Leaving Heraklion in a rental car, with John at the wheel, we drove 45 kilometers southwest, through springtime orchards, vineyards and fields, to the Minoan ruins of Phaistos. The location of the palace is spectacular, on a high plateau near mountains, including snow-topped Mt. Ida, the highest point on Crete (8,058 feet).

We continued through a dramatic landscape, with a sapphire sea far below and rugged mountains above. Passing chasms and cliffs, we dropped down to Matala for lunch. This pleasant beach town was a popular hippie hangout in the 1960s. They, and many people before them, lived in caves that pock the limestone cliffs. We ate perfectly cooked seafood in a taverna and waded in the shallow surf with Greek families enjoying the sun and sand.

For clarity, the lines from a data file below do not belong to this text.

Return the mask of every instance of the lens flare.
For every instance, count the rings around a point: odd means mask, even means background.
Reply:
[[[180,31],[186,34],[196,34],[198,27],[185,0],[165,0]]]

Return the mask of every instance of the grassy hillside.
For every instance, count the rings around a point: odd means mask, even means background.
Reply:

The coast road turned inland, growing more precipitous and narrow. Passing through deep, craggy Imbros Gorge, we rolled on to the north coast and Hotel Doma, in Hania (Chaina). The Doma, across the road from the sea, was once the British consulate mansion. Its few quirks (such as elevator doors you held closed with your hands) only added to its charm. Our kind hostess provided touring suggestions and an excellent breakfast. The only drawback was the lack of a good restaurant nearby.

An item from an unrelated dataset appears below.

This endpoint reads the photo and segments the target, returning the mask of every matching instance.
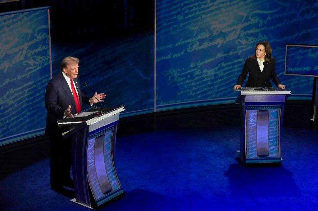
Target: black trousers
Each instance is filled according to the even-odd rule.
[[[61,188],[70,177],[72,139],[59,135],[50,138],[51,188]]]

A 20-minute walk took us through a park and along the cafe-lined harbor to the main part of Chania, with Venetian and Turkish houses on narrow streets, wrought-iron balconies, and hanging geraniums. Many of the artifacts we saw in the museum in Heraklion — pottery, painted sarcophagi, statuary, Roman mosaics — were taken from the ground beneath our feet, and more still lie waiting to be dug up.

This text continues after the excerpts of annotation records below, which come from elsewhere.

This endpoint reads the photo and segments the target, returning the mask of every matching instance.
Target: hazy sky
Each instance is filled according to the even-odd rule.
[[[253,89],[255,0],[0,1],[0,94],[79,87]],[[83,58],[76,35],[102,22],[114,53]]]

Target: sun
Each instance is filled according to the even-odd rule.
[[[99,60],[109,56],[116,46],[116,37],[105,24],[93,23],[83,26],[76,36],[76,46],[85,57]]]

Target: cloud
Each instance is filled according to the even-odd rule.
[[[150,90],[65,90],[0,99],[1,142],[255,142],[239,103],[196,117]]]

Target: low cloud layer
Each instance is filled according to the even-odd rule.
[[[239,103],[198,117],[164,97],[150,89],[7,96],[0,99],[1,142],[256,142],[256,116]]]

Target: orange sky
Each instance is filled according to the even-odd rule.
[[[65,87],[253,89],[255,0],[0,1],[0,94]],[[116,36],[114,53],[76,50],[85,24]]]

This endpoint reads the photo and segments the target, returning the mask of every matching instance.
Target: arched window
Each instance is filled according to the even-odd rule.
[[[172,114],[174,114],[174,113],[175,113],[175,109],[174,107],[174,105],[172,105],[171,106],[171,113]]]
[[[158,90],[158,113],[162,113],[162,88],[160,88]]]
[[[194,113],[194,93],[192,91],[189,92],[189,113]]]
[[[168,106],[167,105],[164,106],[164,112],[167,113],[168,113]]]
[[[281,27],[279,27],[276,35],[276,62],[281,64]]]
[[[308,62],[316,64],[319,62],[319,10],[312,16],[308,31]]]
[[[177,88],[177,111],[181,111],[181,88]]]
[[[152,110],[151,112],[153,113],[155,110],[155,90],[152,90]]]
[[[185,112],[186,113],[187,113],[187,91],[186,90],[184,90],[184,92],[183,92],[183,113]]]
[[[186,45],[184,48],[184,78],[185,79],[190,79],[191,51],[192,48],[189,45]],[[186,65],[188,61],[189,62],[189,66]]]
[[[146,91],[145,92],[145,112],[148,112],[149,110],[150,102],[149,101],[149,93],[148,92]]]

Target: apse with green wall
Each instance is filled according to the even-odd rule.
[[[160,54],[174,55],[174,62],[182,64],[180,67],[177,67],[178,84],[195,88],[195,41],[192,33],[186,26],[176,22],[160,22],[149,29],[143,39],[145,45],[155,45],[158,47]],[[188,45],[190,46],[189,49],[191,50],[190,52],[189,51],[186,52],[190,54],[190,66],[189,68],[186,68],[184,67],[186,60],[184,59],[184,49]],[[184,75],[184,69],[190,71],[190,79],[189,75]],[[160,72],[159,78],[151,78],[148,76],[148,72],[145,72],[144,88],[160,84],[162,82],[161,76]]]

Strolling around the harbor docks, we saw just-caught octopi hanging on lines. We learned that after an octopus is caught, it’s smacked against the dock, rinsed in a bucket, and hung out to dry and die. The scene seemed grim now, and no longer so picturesque. I stopped eating grilled octopus.

At Restaurant Kariatis we switched from Greek to Italian food for a change. The menu was excellent and only moderately expensive in this pretty, white linens-and-candles place.

On a crystal-clear day we drove one hour east to Rethymnon, a flower-filled town on a small harbor. Its folk art museum, in a restored Venetian palace, has displays of typical Cretan clothing and furnishings of the past. At Cavo d’Oro restaurant, on the waterfront, we were served a wonderful mixed fish grill. The meal was superb and ended with complimentary glasses of raki, the powerful clear liquor. Our congenial waiter observed that Rethymnon, a university town, is small enough to know everyone and big enough to be interesting.

Our next stop was Arkadi Monastery, a hilltop complex with a 16th-century church. In 1866 when the Turks stormed in, the abbot and rebels refused to surrender. Turkish forces broke in and the defenders lighted their gunpowder, killing themselves and the Turks. The monastery became a place of pilgrimage. One room has a case filled with rows of skulls.

On this somber note we drove the last 19 miles to Heraklion, where we turned in the car and found a room at Hotel Lena. It was time to pack up for the Aegean isles.

Crete offers far more than our visit could cover. We’ll go back for more ancient ruins, seaside villages, tavernas where locals meet to drink ouzo and raki, beautiful beaches, luscious pastries, and the wild and steep hike through Samaria Gorge. And, not least, the outstanding Cretan hospitality.